I mentioned this to some friends I shoot with and one of them said that the steel cased ammo is “hard” on the AR-15 parts they come in contact with. Anyone with facts or well founded opinions about this?
 
As far as steel cased ammo in a rifle (AK or AR), the biggest issue you'll run into is a sticky chamber. Many steel cased ammo uses a polymer type coating on the steel to create a type of dry lubricant, as steel cases cause much more friction than brass cases. When you fire the weapon, and it gets hot, that polymer lubricant coating can wear off and coat your chamber. Over many many many rounds, your chamber will get tighter and tighter from polymer build up. This will obviously cause jams: mostly failure to extract a stuck case.

Now, I've had my AK74 get real grimey from thousands of steel cased ammo before a failure as I wasn't cleaning it... because AK. Once I scrubbed the chamber, it ran like a clock again.

I shoot Steel out of my AR occasionally, never had the issue since I clean them every once in a while.

As long as you clean them, they should shoot ok.

On a side note, many say steel is harder on extractors, I have no proof of that. Also, TulAmmo I find to be extra extra dirty and under-powered which may cause other issues. I like Wolf steel ammo as it is only extra dirty (not extra extra dirty).
 
@ JeeperCreeper - thanks for the reply, especially the insights about Wolf vs TulAmmo.

I use Hoppe's #9 for my shotguns because if has an additive that dissolves the plastic residue deposited by the plastic shot shells. Do you think that this would help removing the polymer
build up or is just routine cleaning enough?
 
By pure definition, yes. In the short or even middling-term it's not enough to cause any problems.
You're unlikely to notice any different unless you shoot many thousands of rounds. The coating on many brands tends to limit the extra wear except perhaps to parts that need replaced on occasion anyway.
 
The steel cases are not harder than the steel chamber in which they are fired.

Now, if you were planning 10,000 through the weapon, particularly in a short time span--as in 30 or 40 days, then, yes there could be an issue. But, you'd need some sophisticated instruments to measure the difference from that many brass cases over that same span.
 
I suspect it causes more wear on extractors that aren't designed to handle steel.

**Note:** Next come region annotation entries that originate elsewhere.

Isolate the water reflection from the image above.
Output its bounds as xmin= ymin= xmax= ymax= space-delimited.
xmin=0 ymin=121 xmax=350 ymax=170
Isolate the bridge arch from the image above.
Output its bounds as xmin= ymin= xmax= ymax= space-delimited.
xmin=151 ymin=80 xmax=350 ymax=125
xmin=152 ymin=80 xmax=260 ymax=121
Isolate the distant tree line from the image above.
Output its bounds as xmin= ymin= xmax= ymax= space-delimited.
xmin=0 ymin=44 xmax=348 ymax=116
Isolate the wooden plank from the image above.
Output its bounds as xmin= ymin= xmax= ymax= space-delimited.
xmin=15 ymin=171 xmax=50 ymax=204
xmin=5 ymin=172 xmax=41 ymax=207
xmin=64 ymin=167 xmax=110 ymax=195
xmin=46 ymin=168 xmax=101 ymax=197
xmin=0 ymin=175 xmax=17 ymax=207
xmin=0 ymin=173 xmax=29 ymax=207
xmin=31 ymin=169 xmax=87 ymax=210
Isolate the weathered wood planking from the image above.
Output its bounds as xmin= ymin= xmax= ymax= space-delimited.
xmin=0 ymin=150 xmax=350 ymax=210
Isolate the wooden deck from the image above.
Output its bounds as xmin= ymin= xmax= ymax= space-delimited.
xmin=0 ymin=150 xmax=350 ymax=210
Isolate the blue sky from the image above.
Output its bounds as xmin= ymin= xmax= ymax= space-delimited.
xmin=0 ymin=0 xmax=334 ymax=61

Obviously AKs are designed for steel---just look at the extractors on one!
I base my suspicions on the Blish Effect---the tendency of brass to "spring" back to form easier than steel and well proven in naval guns as well as the Thompsons.

But I could be wrong!
FWIW I only use shot shells with brass heads (AA, STS, GM) in my elderly shotgun.
 
I saw an ad for Wolf brand 5.56/.223 ammo at $.21/round and I became interested because it seemed economical for practice ammo if I didn’t have time to reload.

I mentioned this to some friends I shoot with and one of them said that the steel cased ammo is “hard” on the AR-15 parts they come in contact with. Anyone with facts or well founded opinions about this?
The problem with steel-cased ammo isn’t the case, it’s the bi-metal bullet.

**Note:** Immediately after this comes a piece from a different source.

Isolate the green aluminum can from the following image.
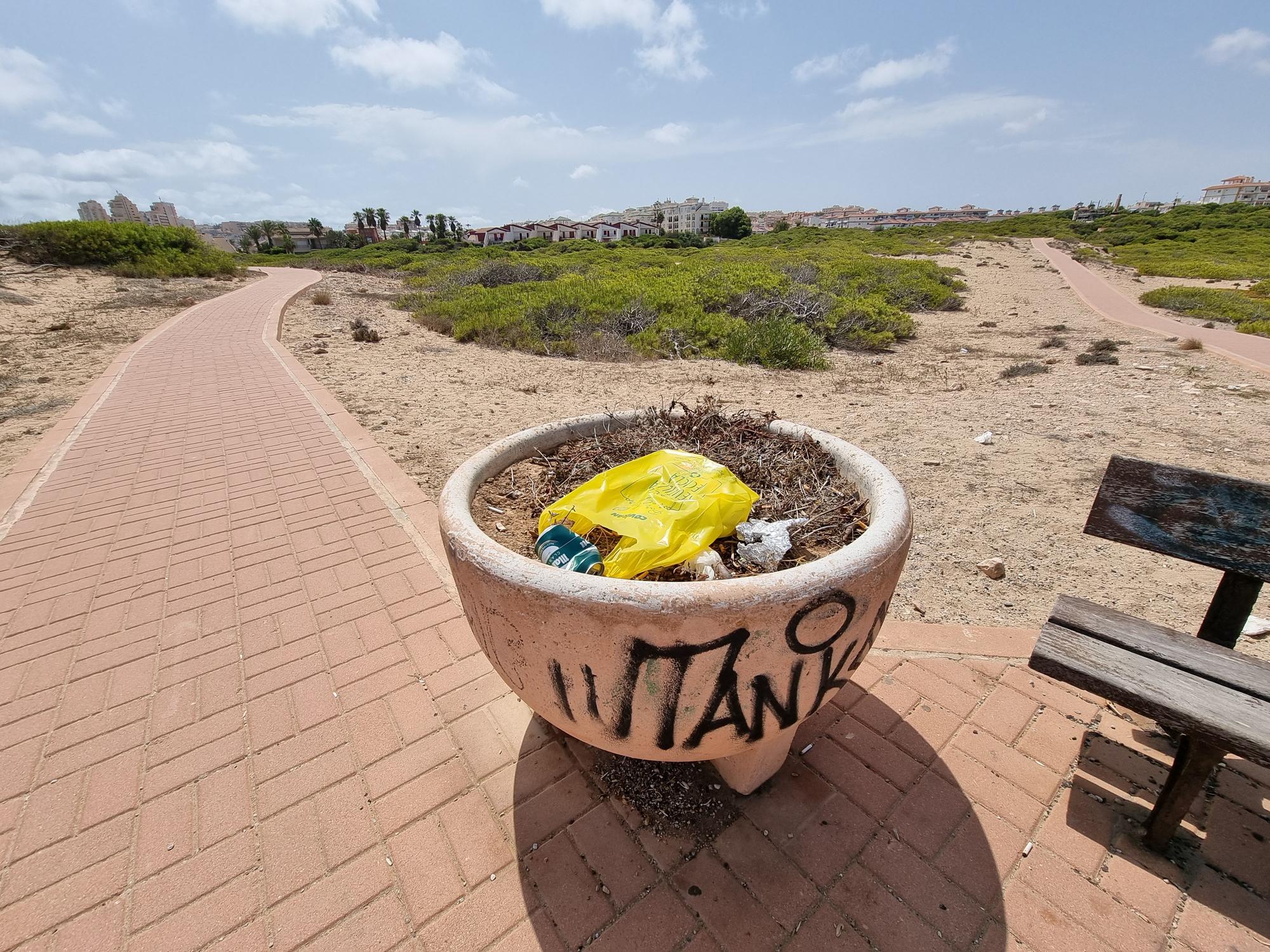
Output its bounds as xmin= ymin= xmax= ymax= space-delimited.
xmin=533 ymin=523 xmax=605 ymax=575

Wolf makes a steel-cased cartridge with a proper lead/copper FMJ bullet that doesn’t attract a magnet.
 
The "Lucky Gunner" link in Post #4 is very long, but you might want to read all the way through it.

They performed a marathon test, firing 10,000 rounds rapidly. They shot until the guns were too hot to handle.
They cooled them off and then did it again, firing more until they overheated. Then cooled them off and fired more.
They saw measurable wear with all ammo. The steel cased ammo with bi-metal projectiles had the most wear.

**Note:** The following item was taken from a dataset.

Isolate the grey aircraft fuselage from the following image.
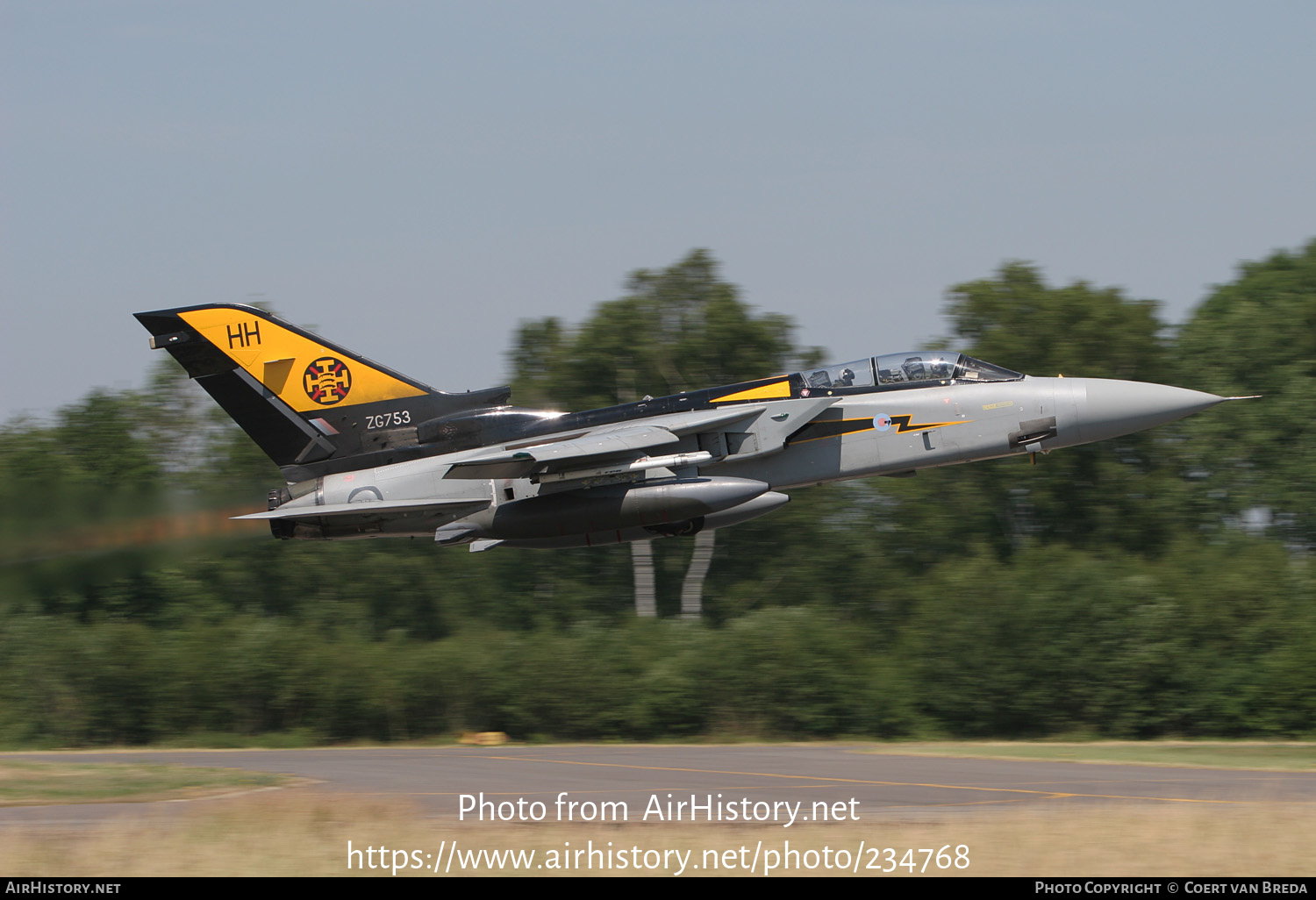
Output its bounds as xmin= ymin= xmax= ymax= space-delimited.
xmin=137 ymin=304 xmax=1227 ymax=550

However, if you don't shoot 10,000 rounds rapidly until the gun is too hot to handle, your experience may vary.
 
I shoot 90% Tula .223 through my AR and have had no issues so far.

I don't shoot 10k rounds in a few days though.

If anything I would say it's just a bit dirtier than most brass. Keep the gun clean and lubed and you should be fine.

As far as wear on parts, get back to me in 5yrs+....
 
The cost savings in ammo more than makes up for the cost of an extractor, bolt or barrel you may need to replace. You are saving around $70 to $80 per thousand compared to brass ammo.

All ammo wears on a firearm. I haven't noticed any more wear on mine. I use steel case unless the range requires brass.

In 10k rounds you will save $700 to $800.
You can buy an entire rifle for that
 
it may be hard on the charging handle if you have to keep it open. Its probably not good for the stock/extension/lower if you have to slam it on the ground every five or so shots. I hear its better now, though I cant confirm. They list velocity in the M193 range, whereas the stuff I tried years ago was pushing around 26-2700. If they uped the pressure, maybe the chamber wont glue up. I would recommend trying 40 before you buy a case.
 
The cost savings in ammo more than makes up for the cost of an extractor, bolt or barrel you may need to replace. You are saving around $70 to $80 per thousand compared to brass ammo.

All ammo wears on a firearm. I haven't noticed any more wear on mine. I use steel case unless the range requires brass.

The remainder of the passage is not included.